# Live Arbitrage Opportunity - Puzzle

#### Brodie

##### New Member
Didn't know where else to put this but I need a sense check on this significant arbitrage.

NKLA Box spread nets $45 today. -Sell 7/17/2020 60P -Buy 7/17/2020 60C -Buy 7/17/2020 30P -Sell 7/17/2020 30C On 7/17/2020 it will cost$30 for any terminal stock price.

Relevant info:
-The implied volatility on the puts are about 3-4x higher than the calls (400% implied vol on puts, ~100-150% implied vol on calls)
-Short calls at K=30 that are exercised can be re-established next morning for a cost of about $0.05 (even if this happens everyday for 25 trading days this is only about$1.25 in rebalancing losses)
-Shares are hard to borrow and have very high borrowing cost (which still doesn't explain this amount of premium)

#### ApolloChariot

##### Well-Known Member
They're American options, not European, and can be exercised early. You would be shorting the higher strike put, and shorting the lower strike call.

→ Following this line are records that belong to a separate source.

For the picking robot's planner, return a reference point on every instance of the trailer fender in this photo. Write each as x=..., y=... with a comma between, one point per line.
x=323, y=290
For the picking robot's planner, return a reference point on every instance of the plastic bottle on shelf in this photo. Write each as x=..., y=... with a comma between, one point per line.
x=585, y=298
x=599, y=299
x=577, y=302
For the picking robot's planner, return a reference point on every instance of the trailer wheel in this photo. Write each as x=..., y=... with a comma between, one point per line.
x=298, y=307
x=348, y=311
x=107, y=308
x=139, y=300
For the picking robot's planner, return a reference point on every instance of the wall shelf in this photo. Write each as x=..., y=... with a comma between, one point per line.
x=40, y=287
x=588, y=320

Let's say you write the 30 strike call, and you get assigned. What would you do? You can exercise the 60 strike call, lock in the loss of 30 dollars per share, and then continue to have exposure to the short put spread. Alternatively, you can try to short shares, but shorting presents its own problems. There are likely sky high borrowing costs and the broker can terminate your short position at any moment. The stock can be halted for a period of weeks or months, and the nightmare scenario would be that you would be short shares, be stuck paying outrageous shorting fees with no way to close the position.

#### throll

##### Active Member
is it so rare for people to exercise American option that they ultimately think it will never happen?!